A: I think where the Rockets might have an advantage is that they are a very data-driven team. They’ve been using the Skyview cameras, they’ve been using a lot of analytics, things like the Catapult system which tracks the players and their statistics such as heart rate and respiration, and I think with all that data, that’s going to give them an advantage in figuring out what Beverley can and cannot do and how to manage that properly.
Q: I know both the team and Pat himself are going to be on top of this. One of our good sources at ClutchFans said earlier this summer that Pat was contemplating going to Germany and trying some of those treatments. I don’t know that he actually did it — if he did, we never heard about it — but I know that he and the team are looking at contingencies. Would a minutes restriction help? If you play him 30-to-32 minutes per night instead of 38 minutes, is that something that may help him last longer?

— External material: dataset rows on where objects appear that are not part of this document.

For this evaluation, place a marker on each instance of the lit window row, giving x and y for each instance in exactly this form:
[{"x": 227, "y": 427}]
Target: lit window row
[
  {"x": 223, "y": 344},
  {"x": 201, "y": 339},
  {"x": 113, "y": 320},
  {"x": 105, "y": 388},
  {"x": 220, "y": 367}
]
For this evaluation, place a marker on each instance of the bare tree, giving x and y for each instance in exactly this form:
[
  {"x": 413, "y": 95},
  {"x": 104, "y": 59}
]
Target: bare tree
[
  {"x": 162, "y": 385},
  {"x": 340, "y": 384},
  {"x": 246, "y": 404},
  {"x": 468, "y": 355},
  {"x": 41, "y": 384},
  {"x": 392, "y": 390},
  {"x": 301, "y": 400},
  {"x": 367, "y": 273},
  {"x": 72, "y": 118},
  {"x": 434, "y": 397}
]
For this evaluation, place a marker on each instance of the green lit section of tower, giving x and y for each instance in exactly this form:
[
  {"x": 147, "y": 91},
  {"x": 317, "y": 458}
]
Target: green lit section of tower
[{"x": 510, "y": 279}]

A: Yeah, but that’s oversimplifying it a little bit. I don’t think that you’re wrong. If this were two years ago, my answer would’ve been ‘Yes, absolutely’. But again, with the amount of data that we have, the new data from the cameras, the sensors and the performance data we can get, things are changing. If you run him on an AlterG treadmill, which is one of those anti-gravity, air-pressure treadmills — I know Houston is one of the teams that has one — you’re going to be able to figure out what he can do. What kind of sprints can he run? Because basketball isn’t like running a 5K. You can go through a lot of information and work on a lot of things, and you can have him on court in practices and scrimmages and then figure this out.
So it would be simplistic, but not incorrect, to say that a minutes restriction could do that. But I think it’s going to be more than a minutes restriction. How is he going to be out there? Is it better for him to be out there for 4 minutes and then a rest, or is it better for 10 minutes and then come back? How does his knee react to that?
There are so many factors that just a few years ago, we wouldn’t have had access to. And now, because we have this emerging data, we’re going to have a better sense for it. You’re not wrong about a minutes restriction, but I think they’re going to be able to come up with an exceptionally-individualized program that’s going to make it better for him. Sensors and sensor data is one of the most exciting parts of sport science right now. And I think it’s absolutely amazing how fast it’s moving.
Q: Beverley is a free agent in July 2015. With the medical knowledge that teams have today, is there a chance that this lingering issue could impact his market value going forward?
A: Absolutely, but it should be a known quantity by then. It depends on where he goes. Some teams are better at managing things like this, and Houston’s one of them.